2014年1月号
連載記事
楽しいエレクトロニクス工作
JA3FMP 櫻井紀佳
第8回 周波数カウンターの製作1
受信機や送信機の製作で周波数カウンターがあれば便利と思う場面が沢山ありましたし、アマチュア無線で周波数カウンターが欲しい時がよくあります。今回から周波数カウンターの製作を進めてみたいと思います。使用部品はインターネットや部品屋さんで手に入るものを使い、あまり特殊なものは避けたいと思います。
最初はカウンターの構成とそれぞれの機能の説明とデジタル回路の動作などの説明を行い、一応の動作が分かった所で組立をしていきます。
アジレントテクノロジー社の周波数カウンター
1.1 周波数カウンターの構成と動作
周波数とは1秒間の電気振動の数と言えます。従って基本的には1秒間の計数する窓を作り、その中の電気振動(パルス)を計数します。
1秒間計数すると1Hz(ヘルツ)の桁まで測定できますが、そこまで必要ない場合があるのと、例えば1.2GHz帯のアマチュア無線の周波数をHzまで測定すると「1、296、012、345 Hz」と言うように10桁のカウンターと表示器が必要になってしまいます。

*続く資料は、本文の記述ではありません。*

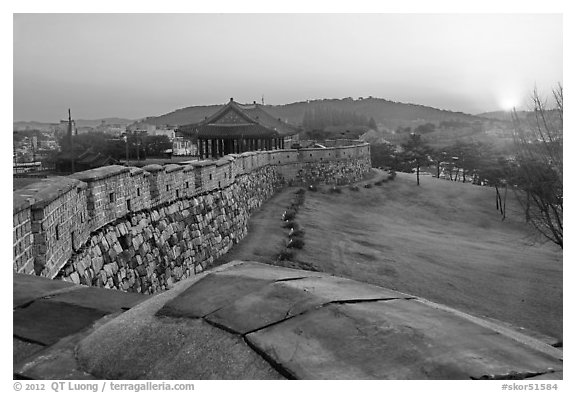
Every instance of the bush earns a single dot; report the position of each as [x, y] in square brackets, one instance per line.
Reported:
[291, 224]
[295, 242]
[295, 232]
[289, 215]
[286, 255]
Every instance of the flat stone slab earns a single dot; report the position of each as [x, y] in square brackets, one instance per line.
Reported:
[46, 322]
[395, 339]
[266, 272]
[23, 349]
[26, 288]
[280, 300]
[247, 320]
[105, 300]
[210, 294]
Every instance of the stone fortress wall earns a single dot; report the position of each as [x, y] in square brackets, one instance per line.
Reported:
[141, 229]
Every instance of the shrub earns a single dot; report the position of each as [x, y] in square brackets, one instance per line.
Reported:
[295, 232]
[295, 242]
[285, 255]
[291, 224]
[289, 215]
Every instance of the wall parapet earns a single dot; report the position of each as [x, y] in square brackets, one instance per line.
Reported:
[59, 219]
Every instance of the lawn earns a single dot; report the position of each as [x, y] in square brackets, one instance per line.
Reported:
[443, 241]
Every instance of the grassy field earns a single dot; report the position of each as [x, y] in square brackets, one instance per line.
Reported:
[443, 241]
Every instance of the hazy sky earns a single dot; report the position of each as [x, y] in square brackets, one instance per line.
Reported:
[137, 65]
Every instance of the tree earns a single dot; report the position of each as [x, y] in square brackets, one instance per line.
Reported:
[416, 151]
[155, 145]
[538, 142]
[372, 124]
[425, 128]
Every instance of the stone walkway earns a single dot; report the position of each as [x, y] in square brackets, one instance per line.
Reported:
[246, 320]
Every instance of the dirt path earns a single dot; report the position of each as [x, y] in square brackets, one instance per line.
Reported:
[266, 237]
[442, 241]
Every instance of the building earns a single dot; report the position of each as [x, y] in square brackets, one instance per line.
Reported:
[237, 128]
[74, 161]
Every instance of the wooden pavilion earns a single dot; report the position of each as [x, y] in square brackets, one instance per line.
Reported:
[237, 128]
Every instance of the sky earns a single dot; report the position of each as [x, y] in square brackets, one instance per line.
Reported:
[138, 65]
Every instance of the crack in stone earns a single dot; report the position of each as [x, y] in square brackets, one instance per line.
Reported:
[278, 367]
[513, 375]
[293, 278]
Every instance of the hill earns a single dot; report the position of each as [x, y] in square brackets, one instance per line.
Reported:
[502, 115]
[385, 112]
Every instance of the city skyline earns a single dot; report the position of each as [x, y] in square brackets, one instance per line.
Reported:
[138, 65]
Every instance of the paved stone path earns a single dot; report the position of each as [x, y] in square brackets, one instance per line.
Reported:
[255, 321]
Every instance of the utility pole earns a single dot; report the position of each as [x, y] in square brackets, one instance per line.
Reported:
[126, 140]
[71, 141]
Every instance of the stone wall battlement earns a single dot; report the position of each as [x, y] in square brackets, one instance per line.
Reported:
[140, 229]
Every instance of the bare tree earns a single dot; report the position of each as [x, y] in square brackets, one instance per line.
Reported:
[538, 143]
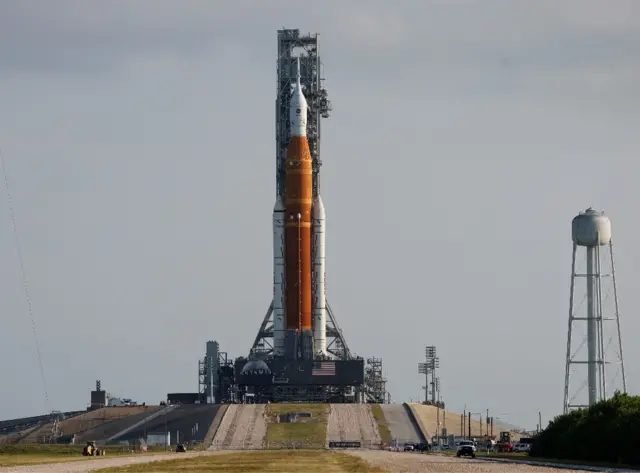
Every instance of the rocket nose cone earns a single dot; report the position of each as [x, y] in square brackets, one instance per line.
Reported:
[318, 208]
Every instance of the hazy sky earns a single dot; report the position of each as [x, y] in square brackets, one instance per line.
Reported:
[139, 139]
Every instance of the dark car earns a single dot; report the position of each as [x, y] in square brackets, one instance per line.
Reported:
[466, 451]
[422, 447]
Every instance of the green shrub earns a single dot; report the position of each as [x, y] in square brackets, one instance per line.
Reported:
[605, 432]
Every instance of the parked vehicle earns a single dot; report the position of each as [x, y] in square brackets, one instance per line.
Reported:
[466, 448]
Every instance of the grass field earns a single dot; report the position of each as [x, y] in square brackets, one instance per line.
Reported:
[378, 414]
[306, 432]
[258, 462]
[11, 455]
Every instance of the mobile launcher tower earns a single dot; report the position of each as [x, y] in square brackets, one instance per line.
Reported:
[300, 353]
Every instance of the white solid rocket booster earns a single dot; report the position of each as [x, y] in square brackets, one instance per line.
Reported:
[278, 278]
[319, 293]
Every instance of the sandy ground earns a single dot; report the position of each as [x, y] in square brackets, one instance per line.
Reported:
[427, 417]
[243, 426]
[400, 462]
[82, 466]
[352, 422]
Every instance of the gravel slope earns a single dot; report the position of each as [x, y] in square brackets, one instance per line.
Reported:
[352, 422]
[243, 427]
[400, 425]
[397, 462]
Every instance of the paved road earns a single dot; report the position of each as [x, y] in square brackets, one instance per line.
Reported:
[84, 466]
[400, 462]
[352, 422]
[400, 424]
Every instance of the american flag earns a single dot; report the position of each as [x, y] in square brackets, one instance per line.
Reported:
[324, 368]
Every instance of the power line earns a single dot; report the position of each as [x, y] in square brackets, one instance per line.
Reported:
[24, 277]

kHzの表示をするには、Hzの1、000倍なので1秒の1/1、000つまり1m秒の窓を作ればいいことになります。上の図でも分かる通り、半端な計数が残ることが頻繁にありますので、どんな精度のいいカウンターでも+ 1カウントの誤差は残ります。必要な桁まで精度を上げるためには更に1桁追加すると安心できます。つまり1Hzまで精度が欲しければ0.1Hzまでのカウンターを作ると安心ですが、計測時間は10秒かかってしまいます。
基準発振器の精度の関係で1秒間の窓の精度が十分取れないことも多く、また、通常6桁あれば実用になりますので、今回は短波帯までの計測を目標として6桁のカウンターを考えたいと思います。

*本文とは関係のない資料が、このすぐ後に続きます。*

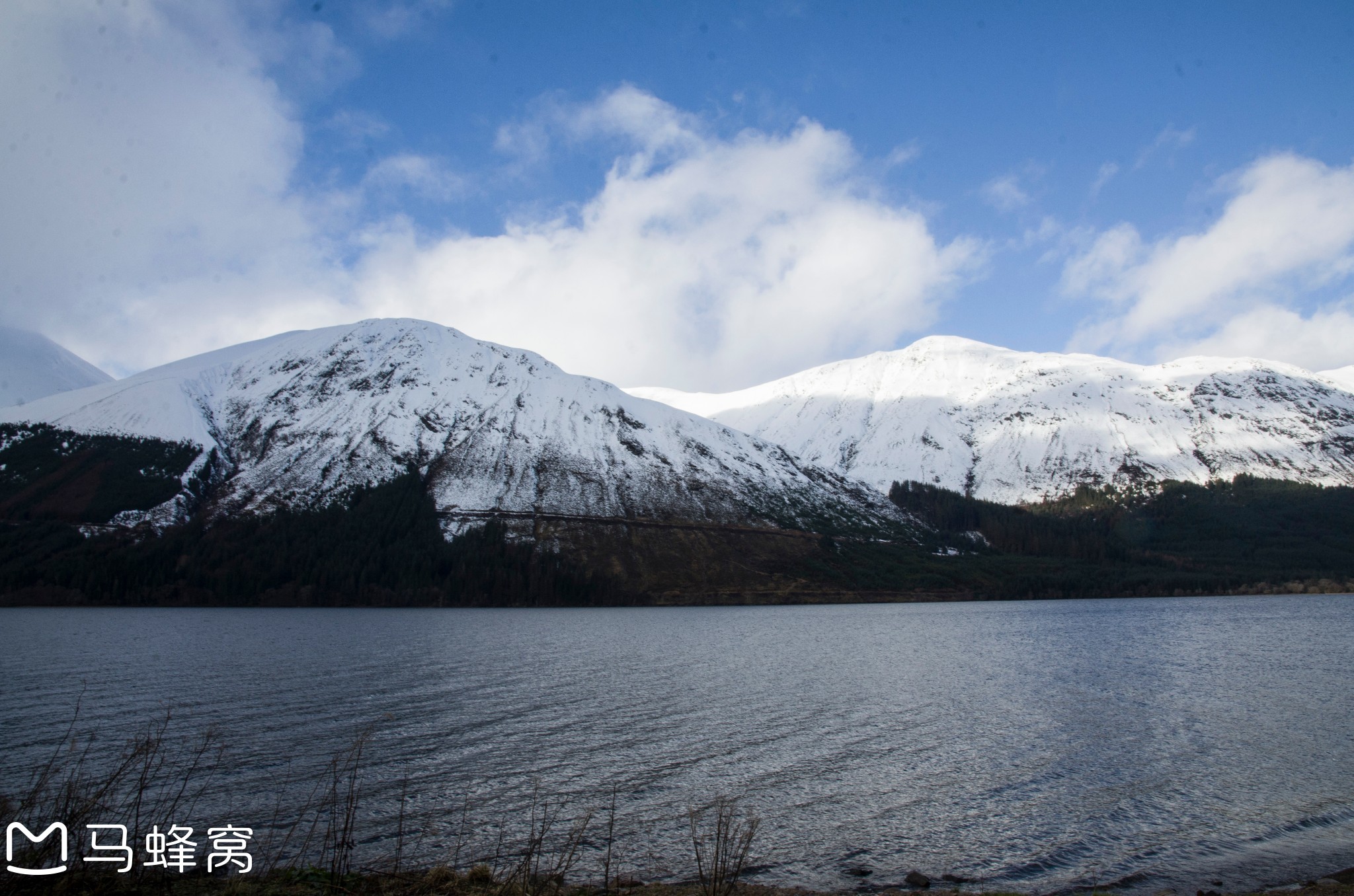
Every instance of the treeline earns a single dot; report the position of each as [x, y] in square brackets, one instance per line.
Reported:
[383, 546]
[58, 474]
[1051, 531]
[1245, 535]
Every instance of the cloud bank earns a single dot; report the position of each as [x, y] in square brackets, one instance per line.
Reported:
[1235, 287]
[153, 211]
[701, 262]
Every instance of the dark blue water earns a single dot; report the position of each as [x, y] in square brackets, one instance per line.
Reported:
[1033, 746]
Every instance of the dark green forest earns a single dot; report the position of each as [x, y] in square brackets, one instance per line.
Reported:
[385, 544]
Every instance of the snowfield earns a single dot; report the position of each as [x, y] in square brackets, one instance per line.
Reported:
[32, 367]
[1019, 427]
[302, 417]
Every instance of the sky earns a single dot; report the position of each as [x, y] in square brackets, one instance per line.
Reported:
[697, 195]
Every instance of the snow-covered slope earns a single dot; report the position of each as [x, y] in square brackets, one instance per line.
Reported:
[303, 416]
[1020, 426]
[1342, 377]
[32, 366]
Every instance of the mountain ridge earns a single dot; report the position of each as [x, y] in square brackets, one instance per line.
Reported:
[303, 417]
[1024, 427]
[33, 367]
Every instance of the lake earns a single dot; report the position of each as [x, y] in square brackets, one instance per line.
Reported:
[1035, 746]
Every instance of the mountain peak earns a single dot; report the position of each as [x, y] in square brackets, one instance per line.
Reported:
[302, 418]
[1017, 427]
[32, 367]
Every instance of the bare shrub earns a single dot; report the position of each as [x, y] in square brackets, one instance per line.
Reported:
[721, 850]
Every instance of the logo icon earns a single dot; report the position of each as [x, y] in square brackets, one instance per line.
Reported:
[33, 838]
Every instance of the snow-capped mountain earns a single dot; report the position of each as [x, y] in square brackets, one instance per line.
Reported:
[32, 366]
[301, 417]
[1017, 427]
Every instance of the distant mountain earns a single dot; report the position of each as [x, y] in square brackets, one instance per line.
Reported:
[1019, 427]
[32, 367]
[299, 418]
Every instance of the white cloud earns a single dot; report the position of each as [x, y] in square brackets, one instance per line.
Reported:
[703, 263]
[151, 211]
[1005, 192]
[147, 170]
[1288, 228]
[902, 155]
[1322, 340]
[1105, 174]
[397, 18]
[1169, 140]
[423, 175]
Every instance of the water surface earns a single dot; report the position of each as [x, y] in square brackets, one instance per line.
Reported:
[1036, 746]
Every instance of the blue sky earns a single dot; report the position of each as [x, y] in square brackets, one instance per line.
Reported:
[1143, 180]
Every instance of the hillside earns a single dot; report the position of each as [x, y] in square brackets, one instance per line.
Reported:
[302, 418]
[32, 367]
[1023, 427]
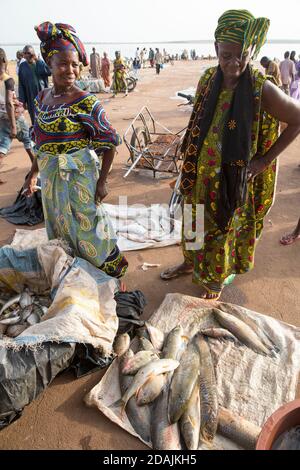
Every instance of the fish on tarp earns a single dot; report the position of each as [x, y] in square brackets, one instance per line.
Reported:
[157, 337]
[219, 333]
[121, 344]
[156, 367]
[238, 429]
[209, 405]
[242, 331]
[190, 421]
[151, 389]
[183, 382]
[228, 308]
[145, 344]
[164, 436]
[133, 364]
[174, 344]
[138, 416]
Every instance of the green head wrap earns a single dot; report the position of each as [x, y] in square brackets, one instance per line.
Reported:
[240, 27]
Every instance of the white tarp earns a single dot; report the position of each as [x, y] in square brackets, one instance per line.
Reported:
[137, 227]
[250, 385]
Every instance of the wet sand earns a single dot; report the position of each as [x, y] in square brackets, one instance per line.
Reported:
[59, 419]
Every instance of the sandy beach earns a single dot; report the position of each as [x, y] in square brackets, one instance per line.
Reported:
[59, 419]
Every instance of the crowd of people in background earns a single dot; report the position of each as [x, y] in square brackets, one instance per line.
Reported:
[286, 74]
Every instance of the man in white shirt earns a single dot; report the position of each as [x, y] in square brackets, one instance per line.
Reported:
[288, 72]
[20, 59]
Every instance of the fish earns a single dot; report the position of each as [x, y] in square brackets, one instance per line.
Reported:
[151, 389]
[11, 319]
[242, 331]
[172, 349]
[26, 312]
[209, 406]
[238, 429]
[139, 360]
[25, 299]
[10, 302]
[121, 344]
[228, 308]
[138, 416]
[146, 344]
[174, 344]
[219, 333]
[157, 337]
[164, 436]
[183, 382]
[288, 440]
[15, 330]
[189, 422]
[156, 367]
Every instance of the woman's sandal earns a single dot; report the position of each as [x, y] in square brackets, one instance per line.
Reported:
[172, 273]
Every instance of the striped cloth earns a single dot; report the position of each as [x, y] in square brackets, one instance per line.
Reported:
[240, 27]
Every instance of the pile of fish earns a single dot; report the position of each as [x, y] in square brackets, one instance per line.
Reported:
[21, 311]
[169, 388]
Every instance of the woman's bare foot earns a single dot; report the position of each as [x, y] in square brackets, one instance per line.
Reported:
[289, 238]
[176, 271]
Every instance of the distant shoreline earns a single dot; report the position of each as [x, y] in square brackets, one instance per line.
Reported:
[199, 41]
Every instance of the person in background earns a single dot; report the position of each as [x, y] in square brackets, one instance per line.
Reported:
[33, 77]
[20, 59]
[158, 58]
[291, 237]
[12, 120]
[69, 122]
[95, 64]
[105, 69]
[288, 72]
[119, 80]
[295, 85]
[151, 57]
[229, 157]
[135, 67]
[272, 69]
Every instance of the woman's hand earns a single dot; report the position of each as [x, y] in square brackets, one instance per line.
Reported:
[101, 191]
[257, 165]
[13, 133]
[30, 184]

周波数カウンターをインターネットで検索すると、PIC (Peripheral Interface Controller)マイコンを使ったものが多くヒットしますが、今回は周波数カウンターの原理がよく分かる完全なハードによるものを製作します。なお、PICはマイクロチップ・テクノロジー社の製造しているマイコンICの略称です。周波数カウンターをブロックダイヤグラムで表すと次のようになります。
・表示部
文字通り周波数を表示します。
・ラッチ部
カウントした周波数の数値を次のカウントまで一時的に保持して表示を見やすくします。これがないと、次のカウントしている間その数値をそのまま表示することになり、パラパラして見づらくなってしまいます。
・カウント部
実際に周波数をカウントする部分です。
・タイミング部
1秒間の窓やラッチするタイミング、その後のカウンターのリセットなどのタイミングを発生させる部分です。
・基準発振部
正確な周波数の測定には正確なタイミングが必要で、その元となる発振部です。
・信号増幅部
測定する信号を増幅しカウントしやすい波形にします。
・電源部
内部に使用する定電圧電源です。